Honorable Mention: David Dawson, Shane Morris
THE SHANE MORRIS CATEGORY: Shane Morris
An overview of Michigan's 2013 class is incomplete without mentioning the team's quarterback of the future. Morris dropped from five-star status on Rivals and 247 after a senior season marred by mono and an uneven performance at the Under Armour AA Game, but he still has the highest ceiling of any of Michigan's commits.
The first thing that stands out about Morris is his arm strength—the ball explodes out of his hand with seemingly little effort. When he's on, it's a sight to behold. The problem—and ultimately why he dropped in the rankings—is that he's yet to show consistency; he still needs work reading defenses and relies too heavily on his arm strength to fit the ball into windows that sometimes aren't there.
Those expecting Morris to come in and take the starting job need to temper their expectations severely—the job is Devin Gardner's, and barring injury it'll stay that way. Morris could very well come in and earn the backup job over Russell Bellomy, however, and with a couple years of development he could be special.
Honorable Mention: Shane Morris
SLEEPER: Da'Mario Jones
Michigan snatched WR Da'Mario Jones, a Westland John Glenn product, away from Central Michigan, so he certainly flew under the radar for the bulk of the recruiting cycle.
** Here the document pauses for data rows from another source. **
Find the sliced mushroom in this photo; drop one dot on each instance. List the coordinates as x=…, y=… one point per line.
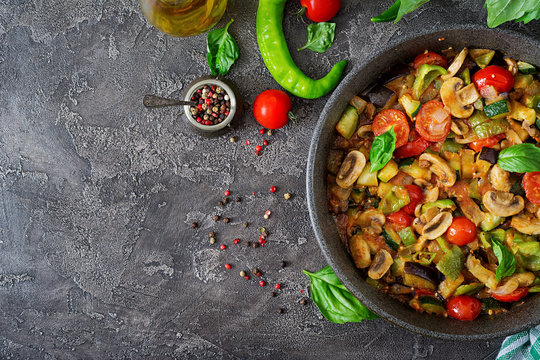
x=499, y=178
x=437, y=226
x=526, y=223
x=380, y=265
x=439, y=166
x=363, y=130
x=512, y=65
x=481, y=273
x=501, y=203
x=513, y=282
x=360, y=251
x=456, y=64
x=458, y=99
x=350, y=169
x=371, y=221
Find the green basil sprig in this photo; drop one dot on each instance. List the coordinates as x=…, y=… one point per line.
x=507, y=262
x=382, y=149
x=334, y=301
x=520, y=158
x=320, y=37
x=222, y=50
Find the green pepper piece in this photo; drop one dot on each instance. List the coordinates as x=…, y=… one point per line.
x=452, y=262
x=278, y=60
x=389, y=14
x=426, y=74
x=441, y=204
x=466, y=76
x=394, y=200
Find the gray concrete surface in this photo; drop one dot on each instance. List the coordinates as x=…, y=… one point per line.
x=97, y=255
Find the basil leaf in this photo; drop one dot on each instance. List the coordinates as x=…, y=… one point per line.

That may have been the product of playing in a league that doesn't get much exposure, however—Allen Trieu reported($) that UCLA, Alabama, Florida State, Michigan State, and Georgia all came to see him last week, though no offers came when he made it clear he was ticketed for Ann Arbor.
While the other two receivers in the class, Csont'e York and Jaron Dukes, are big guys who were on the receiving end of a lot of jump balls in high school, Jones is a guy who's shown his ability to work underneath and break big plays after the catch. With Drew Dileo and Jeremy Gallon back in 2013, he may not see the field right away, but down the road there's a clear role he can fill in the slot—a position that, granted, may be marginalized by the increased emphasis on tight ends—and nobody else on the roster who fits that mold after next season.